Sigismund von Herberstein was born at Vippach, in Styria, in 1486. He distinguished himself so greatly in the war against the Turks that the Emperor entrusted him with various missions, and made him successively commandant of the Styrian cavalry, privy councillor, and president of finance of Austria. During two periods of residence at Moscow, in all about sixteen months, as ambassador from the Emperor Maximilian to the Grand Duke of Muscovy, Vasilez Ivanovich, he earnestly studied and sagaciously observed everything that came under his notice, and neglected nothing which could instruct or profit him. His work on Russia, above referred to, is universally regarded as the best ancient history of that State. He renounced public life in 1555, and died in 1556.
D ([p. 14]).
Julius Cæsar Scaliger.
Julius Cæsar Scaliger, born in 1484, probably at Padua, was one of the most celebrated of the many great writers of the sixteenth century. He was a man of real talent, but of unbounded vanity and unscrupulous ambition. Originally baptized “Jules,” he added “Cæsar” to his name, and, to enhance his own merits by the éclat of high birth, made for himself a false genealogy, and asserted that he was the hero of adventures in which he had taken no part. In order to force himself into notice he attacked Erasmus, and in two harangues, which the latter disdained to answer, used towards him the grossest invectives. Scaliger next directed his insolent hostility against Girolamo Cardano. Jealous of the fame of the great Pavian physician and mathematician, he, in a critique containing more insults than arguments, ferociously assailed Cardano’s treatise, “De Subtilitate”; and so exaggerated was the estimate he formed of the effect of his diatribes on the objects of his malice, that when Erasmus died, and a false rumour of the decease of Cardano was spread abroad, he believed, or affected to believe, that the death of both had been caused by his conduct towards them, and in the course of a fulsome eulogy expressed his regret for having deprived the world of letters of two such valuable lives. Scaliger died in 1558, aged seventy-five years.
E (p. [21]).
Jans Janszoon Strauss, otherwise Jean de Struys.

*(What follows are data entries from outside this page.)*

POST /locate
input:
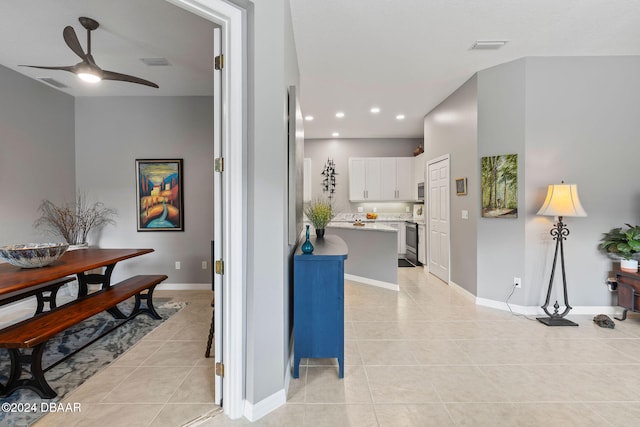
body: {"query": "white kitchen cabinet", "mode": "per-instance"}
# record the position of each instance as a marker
(364, 179)
(402, 236)
(381, 179)
(306, 189)
(397, 178)
(422, 240)
(404, 178)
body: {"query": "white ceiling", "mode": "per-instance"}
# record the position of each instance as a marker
(404, 56)
(407, 56)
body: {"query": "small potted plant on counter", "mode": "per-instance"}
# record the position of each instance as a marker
(74, 222)
(320, 213)
(624, 246)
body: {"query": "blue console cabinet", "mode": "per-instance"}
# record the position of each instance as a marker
(318, 302)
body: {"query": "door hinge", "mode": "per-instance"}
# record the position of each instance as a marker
(218, 62)
(220, 369)
(218, 164)
(219, 266)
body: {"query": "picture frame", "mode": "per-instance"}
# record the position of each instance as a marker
(461, 186)
(159, 195)
(499, 185)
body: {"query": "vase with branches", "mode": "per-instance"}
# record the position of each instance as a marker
(74, 222)
(320, 212)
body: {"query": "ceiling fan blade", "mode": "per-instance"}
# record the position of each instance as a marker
(111, 75)
(72, 41)
(69, 68)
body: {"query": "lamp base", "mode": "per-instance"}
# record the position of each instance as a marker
(556, 321)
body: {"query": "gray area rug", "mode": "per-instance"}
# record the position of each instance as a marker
(24, 406)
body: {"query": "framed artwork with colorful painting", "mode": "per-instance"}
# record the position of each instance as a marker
(159, 194)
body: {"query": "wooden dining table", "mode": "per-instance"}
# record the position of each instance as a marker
(17, 283)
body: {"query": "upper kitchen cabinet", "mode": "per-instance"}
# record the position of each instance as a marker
(381, 179)
(419, 164)
(306, 188)
(397, 178)
(364, 178)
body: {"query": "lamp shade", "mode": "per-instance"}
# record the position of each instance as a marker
(562, 200)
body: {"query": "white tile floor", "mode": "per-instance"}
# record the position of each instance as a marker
(427, 356)
(424, 356)
(164, 380)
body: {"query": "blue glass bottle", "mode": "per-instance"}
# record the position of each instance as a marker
(307, 247)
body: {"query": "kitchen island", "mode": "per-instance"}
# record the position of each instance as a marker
(373, 255)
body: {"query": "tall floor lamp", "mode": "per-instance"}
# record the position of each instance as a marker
(562, 200)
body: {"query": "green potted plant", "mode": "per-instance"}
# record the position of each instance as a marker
(320, 212)
(623, 245)
(74, 222)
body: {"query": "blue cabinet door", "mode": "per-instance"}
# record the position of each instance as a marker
(319, 307)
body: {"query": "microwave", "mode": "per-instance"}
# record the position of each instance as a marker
(421, 191)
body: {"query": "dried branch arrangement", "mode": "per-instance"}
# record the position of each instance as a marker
(74, 222)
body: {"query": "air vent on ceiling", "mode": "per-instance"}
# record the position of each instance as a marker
(156, 62)
(53, 82)
(488, 44)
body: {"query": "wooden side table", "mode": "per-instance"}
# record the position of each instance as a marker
(318, 302)
(628, 292)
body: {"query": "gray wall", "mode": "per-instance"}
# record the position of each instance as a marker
(501, 130)
(582, 127)
(274, 68)
(36, 154)
(319, 150)
(111, 133)
(451, 128)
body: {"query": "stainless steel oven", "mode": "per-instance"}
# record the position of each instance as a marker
(411, 229)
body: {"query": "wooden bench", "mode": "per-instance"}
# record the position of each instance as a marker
(52, 287)
(33, 333)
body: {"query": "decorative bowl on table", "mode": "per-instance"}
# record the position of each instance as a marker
(32, 255)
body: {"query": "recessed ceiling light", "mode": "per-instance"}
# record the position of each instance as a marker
(488, 44)
(53, 82)
(156, 62)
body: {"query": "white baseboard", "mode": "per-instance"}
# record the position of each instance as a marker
(255, 411)
(378, 283)
(537, 311)
(532, 310)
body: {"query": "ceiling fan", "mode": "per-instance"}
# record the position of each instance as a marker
(88, 70)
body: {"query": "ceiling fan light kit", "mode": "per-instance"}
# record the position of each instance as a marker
(87, 69)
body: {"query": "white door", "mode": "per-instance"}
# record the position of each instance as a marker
(438, 202)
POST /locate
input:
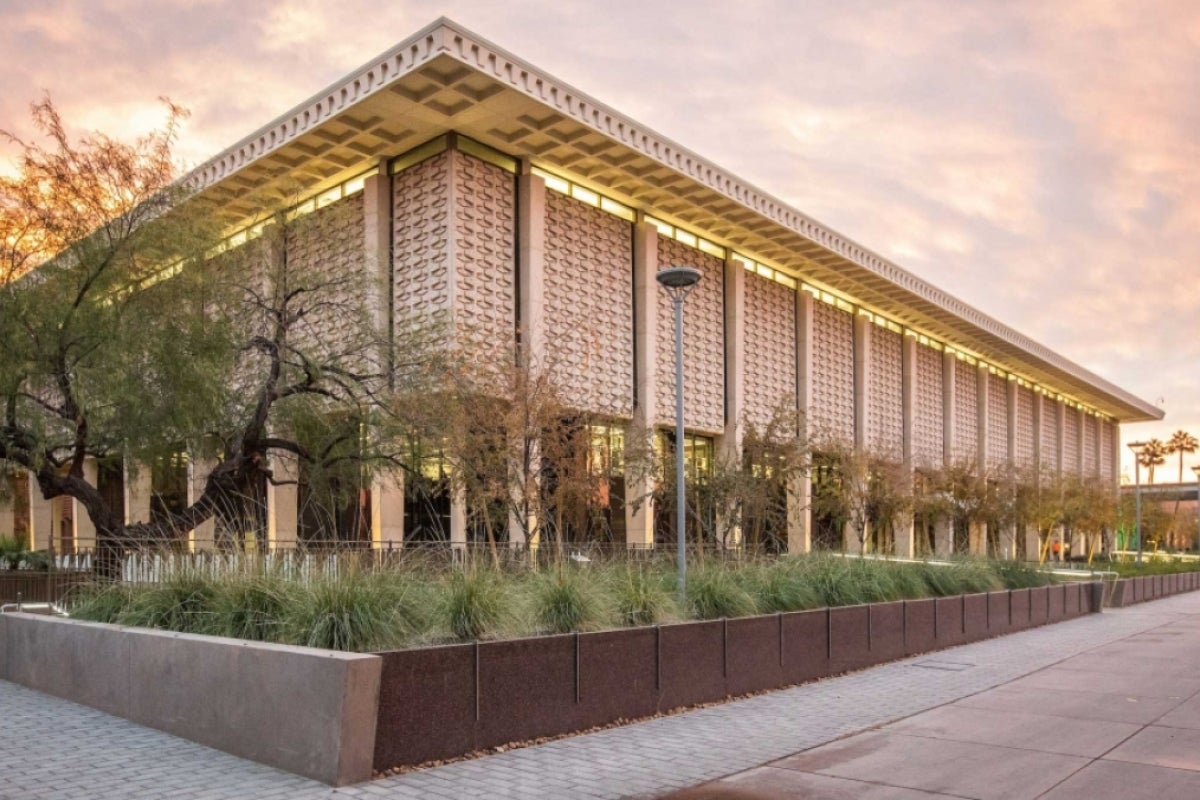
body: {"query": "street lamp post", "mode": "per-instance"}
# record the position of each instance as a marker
(679, 281)
(1197, 470)
(1137, 447)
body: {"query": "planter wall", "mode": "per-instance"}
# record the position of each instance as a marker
(34, 587)
(444, 702)
(304, 710)
(1128, 591)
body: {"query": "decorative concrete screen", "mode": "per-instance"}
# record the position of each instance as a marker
(329, 242)
(769, 348)
(928, 426)
(589, 305)
(1024, 455)
(1107, 433)
(1050, 433)
(966, 411)
(484, 250)
(833, 373)
(885, 419)
(1071, 440)
(421, 252)
(1089, 444)
(997, 420)
(703, 354)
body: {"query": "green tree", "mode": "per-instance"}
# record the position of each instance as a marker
(132, 337)
(1181, 444)
(1152, 455)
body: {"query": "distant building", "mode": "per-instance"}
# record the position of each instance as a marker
(517, 204)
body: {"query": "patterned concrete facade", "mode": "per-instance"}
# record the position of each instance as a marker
(516, 232)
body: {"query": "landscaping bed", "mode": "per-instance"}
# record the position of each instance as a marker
(438, 697)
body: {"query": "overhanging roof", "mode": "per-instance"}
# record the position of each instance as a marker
(445, 78)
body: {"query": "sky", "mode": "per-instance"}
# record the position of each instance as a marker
(1038, 160)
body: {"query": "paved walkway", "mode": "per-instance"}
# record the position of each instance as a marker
(1133, 662)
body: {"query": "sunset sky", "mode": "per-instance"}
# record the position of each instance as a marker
(1038, 160)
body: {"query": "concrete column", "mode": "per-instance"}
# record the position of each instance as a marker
(1080, 420)
(7, 510)
(459, 518)
(735, 359)
(729, 444)
(41, 515)
(850, 539)
(1032, 543)
(1011, 397)
(1006, 541)
(85, 530)
(204, 536)
(977, 539)
(1115, 477)
(377, 232)
(949, 364)
(137, 493)
(943, 536)
(862, 378)
(982, 450)
(1061, 439)
(388, 511)
(640, 505)
(903, 525)
(1038, 410)
(532, 264)
(283, 505)
(799, 489)
(904, 531)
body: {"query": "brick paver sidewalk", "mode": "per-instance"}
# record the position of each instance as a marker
(55, 749)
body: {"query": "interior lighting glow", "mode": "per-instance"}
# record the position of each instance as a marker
(586, 196)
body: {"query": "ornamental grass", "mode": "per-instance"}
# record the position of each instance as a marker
(414, 606)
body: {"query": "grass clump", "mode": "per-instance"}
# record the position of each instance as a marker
(472, 605)
(181, 602)
(567, 600)
(1018, 575)
(353, 612)
(252, 607)
(641, 596)
(714, 593)
(99, 602)
(780, 587)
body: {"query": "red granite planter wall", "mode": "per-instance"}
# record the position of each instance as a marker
(448, 701)
(1127, 591)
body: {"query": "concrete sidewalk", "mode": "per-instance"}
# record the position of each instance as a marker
(1104, 701)
(1119, 721)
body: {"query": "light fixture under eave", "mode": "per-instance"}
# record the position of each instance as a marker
(678, 278)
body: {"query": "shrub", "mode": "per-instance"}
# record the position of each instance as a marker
(641, 595)
(1018, 575)
(472, 603)
(714, 593)
(99, 602)
(12, 549)
(567, 600)
(183, 602)
(781, 587)
(353, 612)
(252, 607)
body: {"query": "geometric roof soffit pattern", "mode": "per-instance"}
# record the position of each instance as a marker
(447, 78)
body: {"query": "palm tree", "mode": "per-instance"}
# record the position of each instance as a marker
(1183, 444)
(1151, 456)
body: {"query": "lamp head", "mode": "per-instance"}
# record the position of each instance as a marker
(678, 281)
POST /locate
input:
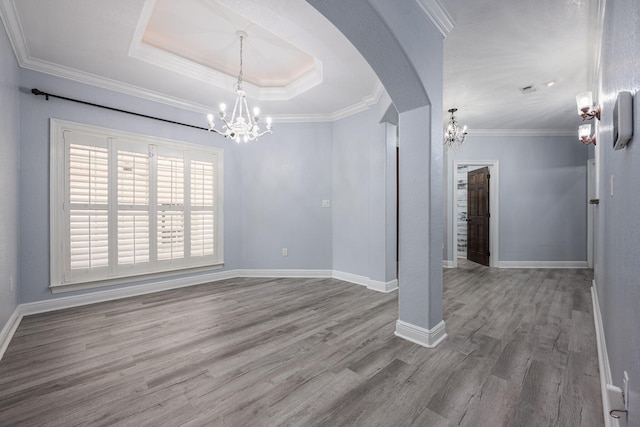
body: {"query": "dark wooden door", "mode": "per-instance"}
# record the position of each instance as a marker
(478, 216)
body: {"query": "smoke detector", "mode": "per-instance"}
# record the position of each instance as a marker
(528, 89)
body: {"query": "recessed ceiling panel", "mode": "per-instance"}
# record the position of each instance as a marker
(204, 32)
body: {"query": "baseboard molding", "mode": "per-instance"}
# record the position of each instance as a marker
(374, 285)
(425, 337)
(119, 293)
(96, 297)
(9, 329)
(543, 264)
(603, 359)
(283, 273)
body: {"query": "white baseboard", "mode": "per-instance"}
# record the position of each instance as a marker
(283, 273)
(163, 285)
(114, 294)
(543, 264)
(9, 329)
(374, 285)
(425, 337)
(603, 359)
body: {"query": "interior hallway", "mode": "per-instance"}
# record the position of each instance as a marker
(521, 351)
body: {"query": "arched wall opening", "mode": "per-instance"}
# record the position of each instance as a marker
(405, 49)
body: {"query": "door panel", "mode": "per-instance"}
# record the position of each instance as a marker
(478, 216)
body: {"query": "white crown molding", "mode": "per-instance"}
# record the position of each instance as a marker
(177, 64)
(438, 15)
(11, 22)
(9, 17)
(543, 264)
(185, 67)
(523, 132)
(425, 337)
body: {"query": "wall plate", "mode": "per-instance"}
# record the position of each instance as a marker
(622, 120)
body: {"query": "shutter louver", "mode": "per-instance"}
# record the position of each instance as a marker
(133, 207)
(202, 204)
(170, 208)
(126, 205)
(88, 182)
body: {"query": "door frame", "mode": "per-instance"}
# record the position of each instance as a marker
(494, 207)
(591, 194)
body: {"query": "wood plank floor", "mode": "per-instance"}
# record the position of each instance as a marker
(521, 351)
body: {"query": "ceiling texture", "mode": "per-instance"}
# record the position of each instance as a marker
(299, 68)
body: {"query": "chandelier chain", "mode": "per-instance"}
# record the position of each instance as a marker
(240, 75)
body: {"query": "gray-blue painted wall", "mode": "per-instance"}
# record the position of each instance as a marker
(542, 195)
(273, 187)
(617, 254)
(9, 146)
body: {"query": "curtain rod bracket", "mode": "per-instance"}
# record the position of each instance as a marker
(38, 92)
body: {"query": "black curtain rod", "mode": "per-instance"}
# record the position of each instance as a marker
(48, 95)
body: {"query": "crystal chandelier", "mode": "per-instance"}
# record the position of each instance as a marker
(242, 127)
(454, 136)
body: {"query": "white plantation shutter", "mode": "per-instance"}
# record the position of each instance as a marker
(171, 207)
(133, 207)
(87, 204)
(202, 208)
(125, 204)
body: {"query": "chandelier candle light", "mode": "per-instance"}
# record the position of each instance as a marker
(454, 136)
(243, 127)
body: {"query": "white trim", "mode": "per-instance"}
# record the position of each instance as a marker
(175, 283)
(283, 273)
(6, 334)
(374, 285)
(591, 183)
(603, 359)
(438, 15)
(61, 303)
(425, 337)
(522, 132)
(494, 207)
(114, 294)
(543, 264)
(169, 61)
(448, 264)
(9, 17)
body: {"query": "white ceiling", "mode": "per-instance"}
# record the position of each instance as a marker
(298, 67)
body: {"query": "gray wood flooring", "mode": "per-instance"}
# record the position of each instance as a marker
(521, 351)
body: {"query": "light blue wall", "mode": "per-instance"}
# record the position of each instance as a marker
(9, 146)
(285, 178)
(618, 237)
(360, 194)
(542, 197)
(273, 187)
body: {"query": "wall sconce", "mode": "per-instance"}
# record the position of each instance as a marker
(584, 134)
(586, 109)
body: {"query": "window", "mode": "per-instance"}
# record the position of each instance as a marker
(125, 205)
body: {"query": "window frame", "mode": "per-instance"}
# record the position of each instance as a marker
(60, 279)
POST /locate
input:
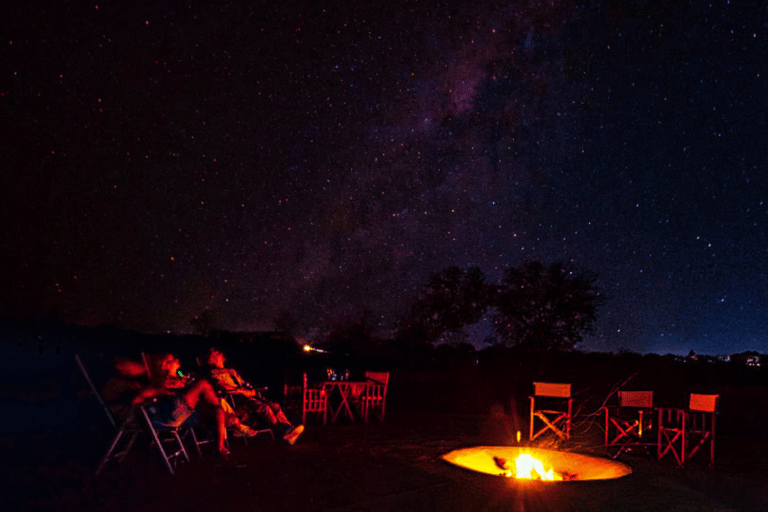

Jean de Struys, in 1647, shipped at Amsterdam as sailmaker’s mate on board a vessel bound to Genoa. On arriving there the ship was bought by the Republic, equipped as a privateer, and sent to the East Indies. She was, however, captured by the Dutch, and Struys took service on board a ship belonging to the Dutch East India Company, and after visiting Siam, Japan, Formosa, &c., he returned to Holland in 1681. Having stayed at home with his father for four years, he went to sea again, but finding at Venice an armed flotilla on the point of departure to fight the Turks, he joined it, was several times taken prisoner, and as often escaped or was rescued. In 1657 he returned to Holland, was married, and led a quiet life for ten years, but hearing that the Tzar was fitting out at Amsterdam some vessels to go to Persia by the Caspian Sea, “nothing,” to use his own words, “could hold him back.” He therefore started in a vessel bound to the Baltic, landed at Riga, and found his way overland, through Moscow and by the Oka and Volga to Astrachan. In June, 1670, the fleet in which he served set sail for the Caspian. His vessel went ashore on the coast of Daghestan, and he was made prisoner and taken to the Kan or Tchamkal of Bayance, by whom he was sold as a slave to a Persian. After passing through the possession of several masters he was bought by a Georgian, an ambassador to the King of Poland, who allowed him to purchase his freedom. On the 30th of October, 1671, he joined a caravan travelling to Ispahan, made his way to the coast, embarked for Batavia, and, after innumerable adventures, arrived in Holland in 1673, and retired to Ditmarsch, where he died in 1694. His memoirs of his life were published in Dutch, at Amsterdam, in 1677, and translated into German in the following year, and into French in 1681.
F (p. [28]).
John Bell of Autermony.
Furnished with letters of introduction to Dr. Areskine, chief physician and privy councillor to the Czar Peter I., Bell “embarked at London in July, 1714, on board the Prosperity of Ramsgate, Captain Emerson, for St. Petersburg.” As the Czar was about to send an ambassador, Artemis Petronet Valewsky, to “the Sophy of Persia, Schach Hussein,” Bell, by the good offices of Dr. Areskine, obtained an appointment in his suite, and set out from St. Petersburg on the 15th of July, 1715. He kept a diary, and was evidently an enlightened, discriminating and careful observer.